FREUD’UN DİN VE TANRI GÖRÜŞÜNÜN ŞEKİLLENMESİNE ETKİ EDEN AKIMLAR

FREUD’UN DİN VE TANRI GÖRÜŞÜNÜN ŞEKİLLENMESİNE ETKİ EDEN AKIMLAR

Freud’un gelişim döneminin dine bakışının şekillenmesi açısından olumsuz bir ortam oluşturduğunu daha önce belirttik.
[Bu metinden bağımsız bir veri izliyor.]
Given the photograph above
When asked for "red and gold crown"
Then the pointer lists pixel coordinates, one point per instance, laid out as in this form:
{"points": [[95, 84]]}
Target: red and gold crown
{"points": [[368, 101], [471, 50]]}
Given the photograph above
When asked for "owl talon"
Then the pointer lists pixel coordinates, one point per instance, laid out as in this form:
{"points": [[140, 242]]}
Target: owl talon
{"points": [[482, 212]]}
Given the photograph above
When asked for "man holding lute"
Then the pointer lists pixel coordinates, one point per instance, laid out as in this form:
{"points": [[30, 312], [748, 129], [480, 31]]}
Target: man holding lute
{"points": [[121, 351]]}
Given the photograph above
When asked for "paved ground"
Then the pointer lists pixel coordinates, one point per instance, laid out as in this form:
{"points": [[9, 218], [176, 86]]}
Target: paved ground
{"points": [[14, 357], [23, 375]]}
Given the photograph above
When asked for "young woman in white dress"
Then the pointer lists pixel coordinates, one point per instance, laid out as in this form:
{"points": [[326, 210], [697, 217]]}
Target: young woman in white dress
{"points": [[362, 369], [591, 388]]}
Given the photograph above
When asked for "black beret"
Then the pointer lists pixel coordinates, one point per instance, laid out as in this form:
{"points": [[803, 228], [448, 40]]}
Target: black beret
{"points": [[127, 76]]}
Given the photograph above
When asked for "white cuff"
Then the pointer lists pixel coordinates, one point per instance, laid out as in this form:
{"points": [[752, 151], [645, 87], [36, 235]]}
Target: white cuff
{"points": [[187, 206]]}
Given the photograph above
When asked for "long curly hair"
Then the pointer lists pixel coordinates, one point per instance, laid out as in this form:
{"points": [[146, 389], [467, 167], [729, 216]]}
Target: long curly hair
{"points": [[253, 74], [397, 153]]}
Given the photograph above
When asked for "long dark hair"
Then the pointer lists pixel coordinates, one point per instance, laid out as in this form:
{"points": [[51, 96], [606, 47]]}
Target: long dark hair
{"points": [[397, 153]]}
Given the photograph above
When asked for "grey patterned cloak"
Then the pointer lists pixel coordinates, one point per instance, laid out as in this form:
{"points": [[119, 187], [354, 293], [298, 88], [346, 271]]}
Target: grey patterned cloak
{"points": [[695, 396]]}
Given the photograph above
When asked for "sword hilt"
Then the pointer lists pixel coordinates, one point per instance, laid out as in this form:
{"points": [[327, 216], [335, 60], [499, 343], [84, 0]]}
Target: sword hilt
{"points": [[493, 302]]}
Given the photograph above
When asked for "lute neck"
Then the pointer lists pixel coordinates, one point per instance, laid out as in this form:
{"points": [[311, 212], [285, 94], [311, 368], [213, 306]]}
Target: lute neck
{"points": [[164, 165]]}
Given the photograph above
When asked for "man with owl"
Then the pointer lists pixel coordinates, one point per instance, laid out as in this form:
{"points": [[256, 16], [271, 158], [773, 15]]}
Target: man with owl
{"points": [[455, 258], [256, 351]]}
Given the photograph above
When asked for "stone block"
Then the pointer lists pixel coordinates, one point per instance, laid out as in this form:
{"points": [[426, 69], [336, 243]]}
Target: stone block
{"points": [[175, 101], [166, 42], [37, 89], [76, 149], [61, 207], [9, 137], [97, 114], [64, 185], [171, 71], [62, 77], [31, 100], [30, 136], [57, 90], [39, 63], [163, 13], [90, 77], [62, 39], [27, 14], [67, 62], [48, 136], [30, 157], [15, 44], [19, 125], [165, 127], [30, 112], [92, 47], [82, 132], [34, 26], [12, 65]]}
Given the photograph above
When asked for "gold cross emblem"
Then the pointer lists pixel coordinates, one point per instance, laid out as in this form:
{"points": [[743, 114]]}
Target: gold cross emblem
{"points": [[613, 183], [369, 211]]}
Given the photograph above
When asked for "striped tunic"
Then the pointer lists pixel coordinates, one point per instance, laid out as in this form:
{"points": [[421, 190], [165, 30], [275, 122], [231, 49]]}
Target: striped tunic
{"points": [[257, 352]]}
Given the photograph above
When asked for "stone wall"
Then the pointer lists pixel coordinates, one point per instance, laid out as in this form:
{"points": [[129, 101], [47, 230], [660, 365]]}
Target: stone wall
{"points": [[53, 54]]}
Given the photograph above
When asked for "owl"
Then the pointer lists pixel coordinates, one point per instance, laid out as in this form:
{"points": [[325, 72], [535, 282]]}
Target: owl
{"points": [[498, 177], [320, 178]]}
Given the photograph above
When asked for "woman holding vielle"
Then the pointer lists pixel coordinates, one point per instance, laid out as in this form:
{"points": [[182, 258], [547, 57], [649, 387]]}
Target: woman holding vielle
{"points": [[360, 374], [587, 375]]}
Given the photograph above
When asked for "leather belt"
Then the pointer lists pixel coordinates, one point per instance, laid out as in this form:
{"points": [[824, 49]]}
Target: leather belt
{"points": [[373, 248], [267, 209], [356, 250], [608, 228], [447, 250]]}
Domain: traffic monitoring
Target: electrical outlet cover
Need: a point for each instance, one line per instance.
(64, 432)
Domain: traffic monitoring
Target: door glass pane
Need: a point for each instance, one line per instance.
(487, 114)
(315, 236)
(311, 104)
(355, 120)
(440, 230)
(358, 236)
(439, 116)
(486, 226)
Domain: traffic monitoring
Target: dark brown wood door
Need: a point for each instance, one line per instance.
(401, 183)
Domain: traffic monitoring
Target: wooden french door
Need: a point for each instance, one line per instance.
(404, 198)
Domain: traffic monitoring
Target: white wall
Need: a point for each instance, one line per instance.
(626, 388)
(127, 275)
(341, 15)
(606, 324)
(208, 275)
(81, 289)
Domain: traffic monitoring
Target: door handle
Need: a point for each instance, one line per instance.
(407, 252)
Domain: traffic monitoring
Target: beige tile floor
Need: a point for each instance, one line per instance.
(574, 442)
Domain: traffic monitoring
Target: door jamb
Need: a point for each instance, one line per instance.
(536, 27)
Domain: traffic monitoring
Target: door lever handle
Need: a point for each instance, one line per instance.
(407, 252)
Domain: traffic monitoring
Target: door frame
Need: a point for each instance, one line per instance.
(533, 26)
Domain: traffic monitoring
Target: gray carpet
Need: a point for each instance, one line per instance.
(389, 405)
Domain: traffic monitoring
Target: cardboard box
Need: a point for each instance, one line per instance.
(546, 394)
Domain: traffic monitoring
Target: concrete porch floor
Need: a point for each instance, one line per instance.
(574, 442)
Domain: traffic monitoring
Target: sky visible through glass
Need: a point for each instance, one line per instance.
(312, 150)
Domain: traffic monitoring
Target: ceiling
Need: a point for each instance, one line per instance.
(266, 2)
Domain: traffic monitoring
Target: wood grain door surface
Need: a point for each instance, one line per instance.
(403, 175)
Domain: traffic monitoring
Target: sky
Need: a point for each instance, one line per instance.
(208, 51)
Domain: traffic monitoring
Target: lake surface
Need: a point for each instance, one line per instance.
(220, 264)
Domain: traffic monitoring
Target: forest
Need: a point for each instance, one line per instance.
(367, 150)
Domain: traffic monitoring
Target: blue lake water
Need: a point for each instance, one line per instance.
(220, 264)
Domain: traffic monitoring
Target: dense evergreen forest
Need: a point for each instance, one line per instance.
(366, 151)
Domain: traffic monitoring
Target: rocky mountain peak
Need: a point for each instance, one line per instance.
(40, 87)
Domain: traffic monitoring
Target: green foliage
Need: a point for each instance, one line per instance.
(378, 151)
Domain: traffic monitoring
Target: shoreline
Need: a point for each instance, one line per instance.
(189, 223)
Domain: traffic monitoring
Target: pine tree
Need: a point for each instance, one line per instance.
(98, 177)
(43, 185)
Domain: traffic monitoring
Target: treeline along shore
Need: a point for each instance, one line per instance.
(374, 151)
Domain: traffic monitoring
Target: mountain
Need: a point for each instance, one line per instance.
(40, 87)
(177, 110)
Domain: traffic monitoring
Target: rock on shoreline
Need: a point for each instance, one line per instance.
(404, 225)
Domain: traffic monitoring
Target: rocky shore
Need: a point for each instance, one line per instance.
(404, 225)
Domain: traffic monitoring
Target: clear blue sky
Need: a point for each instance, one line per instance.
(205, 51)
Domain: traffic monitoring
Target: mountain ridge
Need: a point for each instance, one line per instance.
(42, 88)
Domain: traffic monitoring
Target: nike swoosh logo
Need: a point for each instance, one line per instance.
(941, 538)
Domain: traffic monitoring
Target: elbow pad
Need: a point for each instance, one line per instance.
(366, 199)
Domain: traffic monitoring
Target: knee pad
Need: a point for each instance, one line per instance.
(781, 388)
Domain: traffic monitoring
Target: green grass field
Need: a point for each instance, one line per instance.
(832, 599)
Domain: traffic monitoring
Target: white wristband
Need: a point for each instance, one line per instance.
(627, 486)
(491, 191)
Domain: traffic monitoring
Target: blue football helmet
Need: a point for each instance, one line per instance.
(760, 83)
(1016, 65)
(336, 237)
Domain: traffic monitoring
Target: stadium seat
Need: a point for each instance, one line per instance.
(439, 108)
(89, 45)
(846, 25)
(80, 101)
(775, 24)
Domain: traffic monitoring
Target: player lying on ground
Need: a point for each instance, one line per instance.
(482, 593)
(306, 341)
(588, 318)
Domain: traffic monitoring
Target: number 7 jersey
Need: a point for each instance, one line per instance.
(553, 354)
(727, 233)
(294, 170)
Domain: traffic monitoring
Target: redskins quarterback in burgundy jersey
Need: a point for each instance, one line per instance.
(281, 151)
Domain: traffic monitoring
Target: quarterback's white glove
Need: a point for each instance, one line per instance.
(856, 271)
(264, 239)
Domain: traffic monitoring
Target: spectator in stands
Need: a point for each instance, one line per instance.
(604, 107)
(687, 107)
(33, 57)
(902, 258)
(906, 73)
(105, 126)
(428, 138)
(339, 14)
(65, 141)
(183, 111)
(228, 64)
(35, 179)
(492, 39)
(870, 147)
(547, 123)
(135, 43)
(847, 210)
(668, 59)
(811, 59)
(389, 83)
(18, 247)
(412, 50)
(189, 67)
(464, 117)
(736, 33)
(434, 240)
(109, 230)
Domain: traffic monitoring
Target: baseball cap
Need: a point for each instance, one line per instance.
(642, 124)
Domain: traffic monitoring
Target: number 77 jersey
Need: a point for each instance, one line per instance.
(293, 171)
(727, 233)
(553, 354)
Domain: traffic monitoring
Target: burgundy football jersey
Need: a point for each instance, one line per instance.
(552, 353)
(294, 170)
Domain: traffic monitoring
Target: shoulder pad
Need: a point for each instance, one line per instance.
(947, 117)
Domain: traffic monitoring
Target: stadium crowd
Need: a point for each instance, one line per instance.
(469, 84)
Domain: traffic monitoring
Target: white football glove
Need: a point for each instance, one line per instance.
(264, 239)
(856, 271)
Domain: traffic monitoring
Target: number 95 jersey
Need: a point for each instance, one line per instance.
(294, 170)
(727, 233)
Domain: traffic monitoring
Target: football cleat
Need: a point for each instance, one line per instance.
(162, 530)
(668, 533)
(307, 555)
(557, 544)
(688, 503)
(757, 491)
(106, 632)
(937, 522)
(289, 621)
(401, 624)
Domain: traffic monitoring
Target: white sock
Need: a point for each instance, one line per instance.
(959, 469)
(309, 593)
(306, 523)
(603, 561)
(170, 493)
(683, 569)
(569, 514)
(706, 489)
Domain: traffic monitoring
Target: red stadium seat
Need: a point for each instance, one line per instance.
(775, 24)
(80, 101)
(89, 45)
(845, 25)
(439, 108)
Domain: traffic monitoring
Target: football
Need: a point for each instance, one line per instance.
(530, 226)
Freud’un kendi yöntemiyle, onun hayatını ve özellikle çocukluk dönemini inceleyen Ana Maria Rizzuto, Freud’un “kendi bireysel dini gelişimini evrensel normlar haline dönüştürerek genelleştirdiğini” söylerken, Freud’un büyüdüğü ortamın Tanrı’ya inanmak için uygun olmadığını ve kendi tecrübelerini evrensel doğrular olarak değerlendirdiğini söylemektedir.[1] Bu bilgiler ışığında Freud’un aile ortamındaki gelişimine, çağının etkilendiği akımların ve aldığı eğitimin de yansıdığını düşünerek, teorisinin nasıl şekillendiğini ve bunun din ve Tanrı görüşüne nasıl etki ettiğini anlamaya çalışacağız.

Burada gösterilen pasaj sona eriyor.